Berlin, 1940, and the city is filled with fear. At the house on 55 Jablonski Strasse, its various occupants try to live under Nazi rule in their different ways: the nervous Frau Rosenthal, the bullying Hitler loyalists the Persickes, the retired judge Fromm and the unassuming working-class couple Otto and Anna Quangel. Then the Quangels receive the devastating news that their beloved son has been killed fighting in France.
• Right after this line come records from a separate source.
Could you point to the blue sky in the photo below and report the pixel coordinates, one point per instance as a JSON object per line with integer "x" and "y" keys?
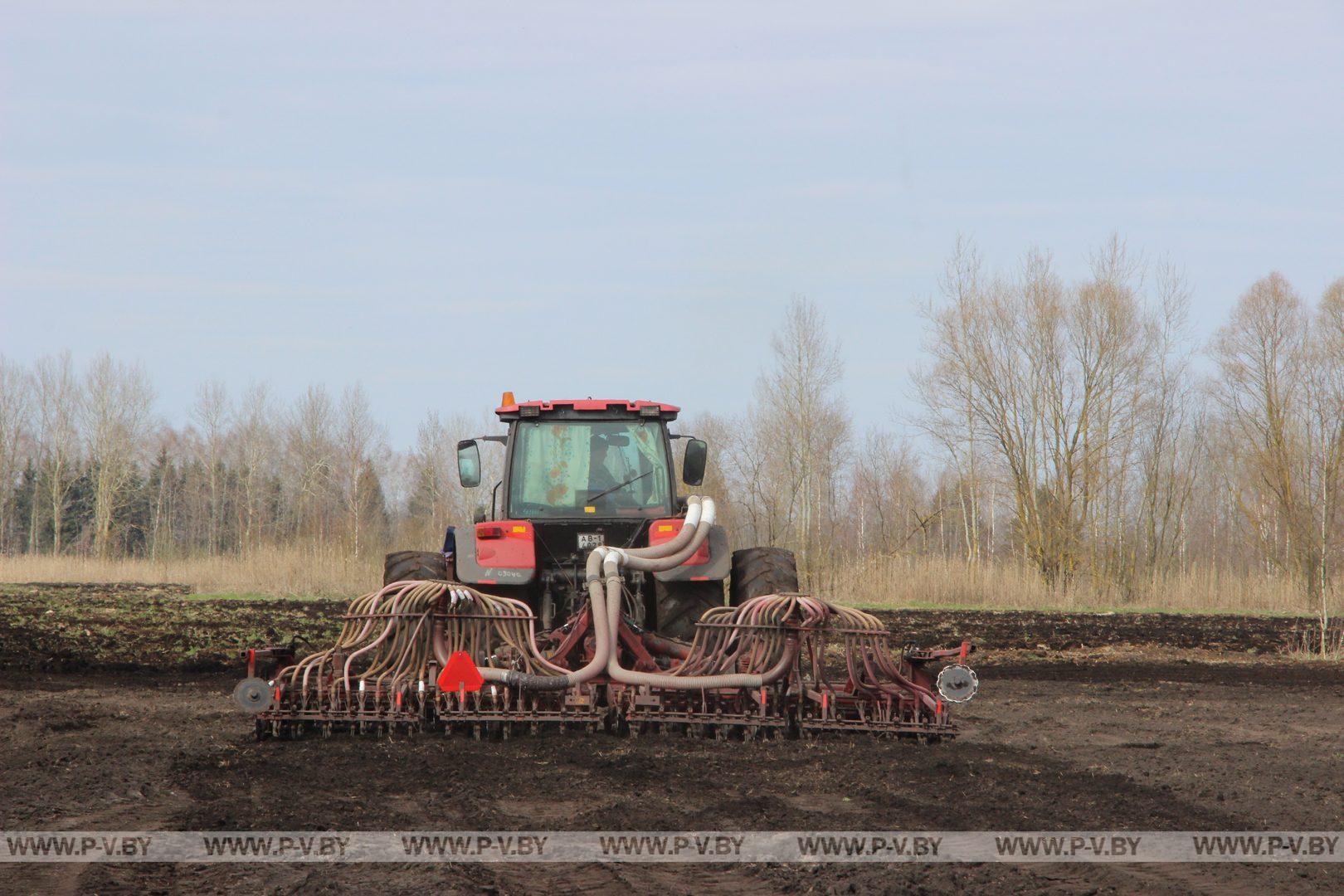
{"x": 446, "y": 201}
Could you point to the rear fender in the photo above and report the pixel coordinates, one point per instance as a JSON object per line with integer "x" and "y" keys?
{"x": 714, "y": 570}
{"x": 516, "y": 564}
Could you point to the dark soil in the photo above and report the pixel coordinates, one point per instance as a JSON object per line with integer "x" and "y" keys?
{"x": 56, "y": 627}
{"x": 1069, "y": 743}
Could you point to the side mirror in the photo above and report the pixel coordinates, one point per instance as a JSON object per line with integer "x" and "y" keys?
{"x": 693, "y": 462}
{"x": 468, "y": 464}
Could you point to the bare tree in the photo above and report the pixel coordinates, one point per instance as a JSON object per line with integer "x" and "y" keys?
{"x": 117, "y": 412}
{"x": 253, "y": 441}
{"x": 1280, "y": 397}
{"x": 15, "y": 410}
{"x": 311, "y": 455}
{"x": 210, "y": 412}
{"x": 1055, "y": 379}
{"x": 58, "y": 438}
{"x": 800, "y": 427}
{"x": 358, "y": 434}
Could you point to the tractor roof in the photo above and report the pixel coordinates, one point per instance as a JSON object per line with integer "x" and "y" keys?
{"x": 566, "y": 406}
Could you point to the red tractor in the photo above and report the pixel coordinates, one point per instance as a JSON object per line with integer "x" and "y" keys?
{"x": 582, "y": 473}
{"x": 590, "y": 594}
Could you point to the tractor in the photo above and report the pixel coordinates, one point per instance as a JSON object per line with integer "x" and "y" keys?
{"x": 581, "y": 475}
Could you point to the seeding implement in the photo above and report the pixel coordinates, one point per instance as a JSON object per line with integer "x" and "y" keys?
{"x": 617, "y": 622}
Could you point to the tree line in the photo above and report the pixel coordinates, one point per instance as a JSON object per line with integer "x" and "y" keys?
{"x": 1077, "y": 427}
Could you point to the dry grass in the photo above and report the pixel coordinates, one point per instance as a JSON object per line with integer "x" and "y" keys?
{"x": 871, "y": 582}
{"x": 906, "y": 581}
{"x": 269, "y": 571}
{"x": 1311, "y": 645}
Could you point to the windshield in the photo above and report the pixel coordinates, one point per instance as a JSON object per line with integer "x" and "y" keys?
{"x": 616, "y": 468}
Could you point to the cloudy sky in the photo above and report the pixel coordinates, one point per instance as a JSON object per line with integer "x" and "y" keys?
{"x": 446, "y": 201}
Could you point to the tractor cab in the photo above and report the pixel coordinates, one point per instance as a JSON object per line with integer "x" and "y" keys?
{"x": 582, "y": 473}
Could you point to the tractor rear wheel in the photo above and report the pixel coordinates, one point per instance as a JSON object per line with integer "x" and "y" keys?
{"x": 682, "y": 603}
{"x": 414, "y": 566}
{"x": 757, "y": 571}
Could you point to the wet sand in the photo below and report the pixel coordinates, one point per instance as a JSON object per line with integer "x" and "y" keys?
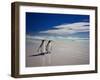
{"x": 66, "y": 52}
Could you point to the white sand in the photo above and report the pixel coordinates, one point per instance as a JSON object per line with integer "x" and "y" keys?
{"x": 68, "y": 52}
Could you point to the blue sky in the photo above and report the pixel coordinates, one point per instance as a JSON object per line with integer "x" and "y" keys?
{"x": 57, "y": 26}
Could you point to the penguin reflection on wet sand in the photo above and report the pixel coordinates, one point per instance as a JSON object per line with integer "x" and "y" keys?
{"x": 47, "y": 48}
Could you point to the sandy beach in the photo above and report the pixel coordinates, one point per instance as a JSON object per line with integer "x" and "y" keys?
{"x": 64, "y": 52}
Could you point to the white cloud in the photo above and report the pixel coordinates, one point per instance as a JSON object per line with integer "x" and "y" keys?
{"x": 54, "y": 38}
{"x": 68, "y": 28}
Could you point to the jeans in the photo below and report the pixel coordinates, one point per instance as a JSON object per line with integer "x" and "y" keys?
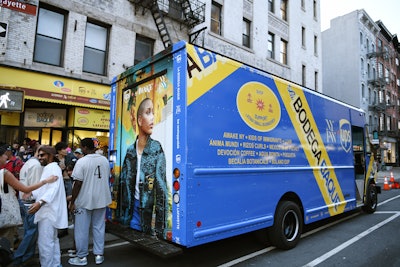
{"x": 26, "y": 248}
{"x": 84, "y": 221}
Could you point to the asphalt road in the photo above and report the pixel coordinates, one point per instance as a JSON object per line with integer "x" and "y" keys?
{"x": 356, "y": 239}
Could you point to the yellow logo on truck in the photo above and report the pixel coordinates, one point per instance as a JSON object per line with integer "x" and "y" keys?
{"x": 258, "y": 106}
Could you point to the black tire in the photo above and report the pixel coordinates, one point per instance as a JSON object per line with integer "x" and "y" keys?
{"x": 288, "y": 225}
{"x": 371, "y": 199}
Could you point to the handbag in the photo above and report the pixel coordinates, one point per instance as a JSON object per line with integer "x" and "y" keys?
{"x": 10, "y": 214}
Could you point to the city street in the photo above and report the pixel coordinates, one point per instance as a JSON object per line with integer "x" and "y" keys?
{"x": 356, "y": 239}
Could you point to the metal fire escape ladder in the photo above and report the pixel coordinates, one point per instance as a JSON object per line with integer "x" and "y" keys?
{"x": 193, "y": 17}
{"x": 187, "y": 10}
{"x": 158, "y": 18}
{"x": 161, "y": 25}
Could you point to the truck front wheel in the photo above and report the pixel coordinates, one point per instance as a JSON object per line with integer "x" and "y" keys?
{"x": 371, "y": 199}
{"x": 288, "y": 224}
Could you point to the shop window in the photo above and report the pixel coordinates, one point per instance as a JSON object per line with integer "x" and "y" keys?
{"x": 246, "y": 33}
{"x": 216, "y": 18}
{"x": 49, "y": 41}
{"x": 271, "y": 44}
{"x": 284, "y": 10}
{"x": 95, "y": 52}
{"x": 284, "y": 51}
{"x": 143, "y": 48}
{"x": 271, "y": 6}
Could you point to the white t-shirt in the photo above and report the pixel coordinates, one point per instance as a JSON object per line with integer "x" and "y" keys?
{"x": 53, "y": 194}
{"x": 30, "y": 173}
{"x": 94, "y": 172}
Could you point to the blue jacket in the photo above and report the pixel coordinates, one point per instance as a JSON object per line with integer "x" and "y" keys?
{"x": 152, "y": 187}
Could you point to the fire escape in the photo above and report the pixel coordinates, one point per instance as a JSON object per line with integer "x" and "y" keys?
{"x": 381, "y": 105}
{"x": 189, "y": 12}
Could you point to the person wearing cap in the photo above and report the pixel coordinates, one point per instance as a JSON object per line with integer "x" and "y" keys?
{"x": 13, "y": 164}
{"x": 90, "y": 196}
{"x": 78, "y": 153}
{"x": 11, "y": 181}
{"x": 29, "y": 175}
{"x": 50, "y": 209}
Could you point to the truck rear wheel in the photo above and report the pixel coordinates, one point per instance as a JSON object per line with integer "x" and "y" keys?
{"x": 371, "y": 199}
{"x": 288, "y": 225}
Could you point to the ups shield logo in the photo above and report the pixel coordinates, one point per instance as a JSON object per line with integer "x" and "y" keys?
{"x": 345, "y": 134}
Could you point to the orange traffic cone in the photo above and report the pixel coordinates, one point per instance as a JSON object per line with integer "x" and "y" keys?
{"x": 392, "y": 181}
{"x": 391, "y": 178}
{"x": 386, "y": 184}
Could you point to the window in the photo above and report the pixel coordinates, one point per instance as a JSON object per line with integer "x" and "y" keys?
{"x": 362, "y": 66}
{"x": 380, "y": 46}
{"x": 95, "y": 51}
{"x": 143, "y": 48}
{"x": 216, "y": 18}
{"x": 283, "y": 58}
{"x": 246, "y": 33}
{"x": 362, "y": 90}
{"x": 315, "y": 9}
{"x": 271, "y": 44}
{"x": 49, "y": 37}
{"x": 271, "y": 6}
{"x": 316, "y": 81}
{"x": 315, "y": 45}
{"x": 284, "y": 10}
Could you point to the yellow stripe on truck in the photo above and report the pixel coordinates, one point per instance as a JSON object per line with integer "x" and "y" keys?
{"x": 202, "y": 64}
{"x": 314, "y": 148}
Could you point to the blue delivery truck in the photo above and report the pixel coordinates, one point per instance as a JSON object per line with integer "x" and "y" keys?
{"x": 204, "y": 148}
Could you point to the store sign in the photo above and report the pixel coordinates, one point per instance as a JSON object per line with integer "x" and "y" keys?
{"x": 35, "y": 117}
{"x": 19, "y": 6}
{"x": 11, "y": 100}
{"x": 91, "y": 118}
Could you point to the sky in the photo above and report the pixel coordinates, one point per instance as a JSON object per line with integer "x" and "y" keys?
{"x": 388, "y": 11}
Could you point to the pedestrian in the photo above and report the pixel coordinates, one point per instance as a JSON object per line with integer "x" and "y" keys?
{"x": 90, "y": 196}
{"x": 50, "y": 210}
{"x": 12, "y": 181}
{"x": 64, "y": 159}
{"x": 30, "y": 174}
{"x": 78, "y": 153}
{"x": 14, "y": 165}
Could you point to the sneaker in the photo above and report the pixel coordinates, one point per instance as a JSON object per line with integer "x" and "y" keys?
{"x": 78, "y": 261}
{"x": 72, "y": 253}
{"x": 99, "y": 259}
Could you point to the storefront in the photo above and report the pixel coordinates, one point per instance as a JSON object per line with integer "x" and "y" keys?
{"x": 53, "y": 108}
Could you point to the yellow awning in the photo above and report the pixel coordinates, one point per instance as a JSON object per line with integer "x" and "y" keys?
{"x": 56, "y": 89}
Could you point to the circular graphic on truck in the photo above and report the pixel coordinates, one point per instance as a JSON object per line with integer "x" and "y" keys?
{"x": 258, "y": 106}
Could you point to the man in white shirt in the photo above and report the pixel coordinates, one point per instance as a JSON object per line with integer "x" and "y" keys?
{"x": 50, "y": 209}
{"x": 30, "y": 174}
{"x": 90, "y": 196}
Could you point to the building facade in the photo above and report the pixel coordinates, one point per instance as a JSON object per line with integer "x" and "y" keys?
{"x": 57, "y": 58}
{"x": 364, "y": 72}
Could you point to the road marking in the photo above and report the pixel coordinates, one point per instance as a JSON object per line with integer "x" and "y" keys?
{"x": 388, "y": 200}
{"x": 106, "y": 246}
{"x": 247, "y": 257}
{"x": 351, "y": 241}
{"x": 268, "y": 249}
Shocked out of his quiet existence, the usually taciturn factory foreman Otto is provoked into an action that will endanger both his and Anna’s life. With her help, he begins to drop hundreds of anonymous postcards attacking Hitler in stairwells and offices all over the city. If they are caught, they will be executed for treason.
As their silent campaign escalates, the cards come to the attention of the ambitious Gestapo inspector Escherich, and a deadly game of cat and mouse develops between them. When the petty criminals Kluge and Borkhausen also become involved, blackmail, deception, betrayal and murder ensue, gradually tightening the noose around the Quangels’ necks …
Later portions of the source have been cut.